Given this record, and the belief that the Fed would once again ride to the rescue, coupled with the view that the coronavirus crisis and its economic effects could be confined largely to China and would be relatively short-lived, global stock markets powered ahead from the start of the year.
Ten days ago, even as it was becoming clear that both the virus and its economic effects were spreading, Wall Street reached a record high.
Since then, the S&P 500 index has fallen by 12 percent, its fastest decline from a record high into so-called “correction” territory in history, with some $3.4 trillion wiped off share values.
The markets will no doubt welcome an interest rate cut and the injection of further cash via quantitative easing if the Fed decides to go down that road. But the effects will be limited because monetary measures can do nothing to secure the resumption of production and the restoration of global supply chains disrupted by the spread of the coronavirus.
Furthermore, the very measures undertaken by the Fed and other central banks since the crisis of 2008, while securing the rise of financial markets, have created the conditions for another disaster, rooted in the rise of debt, and particularly corporate debt.
The provision of ultra-cheap money to financial markets, both through interest rate cuts and quantitative easing, has resulted in the overwhelming majority of corporate bonds being either below investment grade status, so-called junk bonds, or rated BBB, just one notch above junk status.
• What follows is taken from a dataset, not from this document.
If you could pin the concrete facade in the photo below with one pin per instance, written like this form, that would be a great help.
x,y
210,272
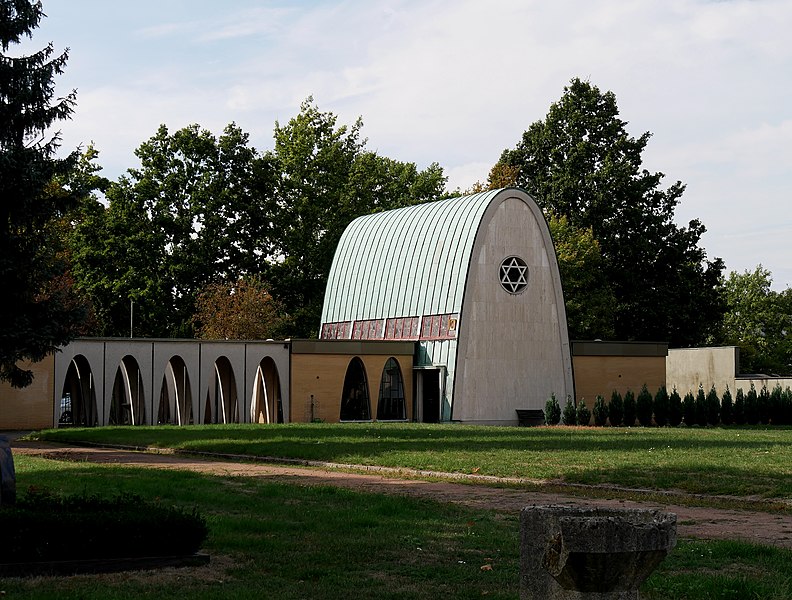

This means that a recession, or even a significant downturn, could set off a financial crisis more serious than that of a decade ago. There are already warnings that US profit growth will be zero this year and global growth will fall to levels not experienced since 2009.
While it is not possible to predict the exact outcome of this so-called “black swan” event—a completely unanticipated economic shock—one thing is certain. If the economic and financial effects of the coronavirus outbreak continue to deepen, the reaction of the state and financial authorities, which function in the US and around the world as executive committees for the protection of the financial oligarchy, will be the same.
They will intensify the attacks on the social conditions of the working class through the further destruction of jobs, the lowering of wages and the continued gutting of social services. This is not a mere prediction. It emerges from the historical record, especially since the financial crisis of 2008, one of the consequences of which is the incapacity of health services in every country to deal with a coronavirus pandemic because of endless cuts.